I have seen this cardboard box smoke before I think it was on that show with Alton Brown "Good Eats" I'm really glad it worked out for you too.


----------



## iso (Jan 6, 2011)

Yes, it is possible to oversmoke cheese. These cheese sticks formed a tough skin on the exterior. I used cheese sticks because they are cheap. The sticks on top did come out less smoky. I have 3 sticks wrapped up to sit for awhile. Scarbelly is right. Two rows of dust would have been better.

I am wondering if I can cold smoke salmon or steelhead and keep the meat temps below 40F. This smoker is a fantastic asset to my toolbox. Expanding into the cold smoke skills broadens the realm of possibilities. I have 13 pounds of dust left to figure out what I can do with it.

My lovely bride did not appreciate the fragrant aroma wafting throughout the house for most of the night. Going to need to find someplace outside the garage for future smokes.


----------



## mr t 59874 (Oct 8, 2013)

Iso said:


> Yes, it is possible to oversmoke cheese. These cheese sticks formed a tough skin on the exterior. I used cheese sticks because they are cheap. The sticks on top did come out less smoky. I have 3 sticks wrapped up to sit for awhile. Scarbelly is right. Two rows of dust would have been better.
> 
> I am wondering if I can cold smoke salmon or steelhead and keep the meat temps below 40F. This smoker is a fantastic asset to my toolbox. Expanding into the cold smoke skills broadens the realm of possibilities. I have 13 pounds of dust left to figure out what I can do with it.
> 
> My lovely bride did not appreciate the fragrant aroma wafting throughout the house for most of the night. Going to need to find someplace outside the garage for future smokes.

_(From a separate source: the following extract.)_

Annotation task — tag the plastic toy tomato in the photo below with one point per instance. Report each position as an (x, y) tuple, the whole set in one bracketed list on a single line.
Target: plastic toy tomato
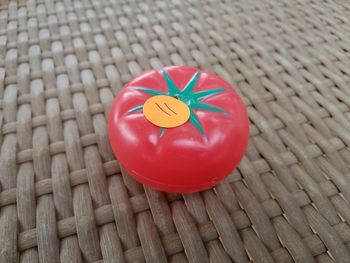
[(178, 129)]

I cant seem to download your pics, but using cardboard boxes has always been a good way to cold smoke.  Cold smoking can be done very inexpensively with good results.

If you are getting tough skin on your cheese, you may be smoking too long or with to much heat.  I don't have a tube smoker, but my AMNPS will raise my cold smokers internal temp 25° - 30° above ambient with just one end lit.  Might try something like a mail box mod to your box and then apply more smoke for a shorter amount of time.

If you are brining your salmon safely, your salmon will be cured.  No need to worry about keeping it below 40° during the smoking process.  Cold smoking salmon is normally done ahead of canning or when making lox.  The following is a simple process that will produce a safe snack style salmon.  Mr T's "Smoked Salmon From Go to Show" w/Q-View

You are correct that the realm of smoking will greatly increase by learning to cold smoke.  The following might help you loose sleep.

My Cold Smoking Options w/Q - View

Have fun and enjoy.

Tom


----------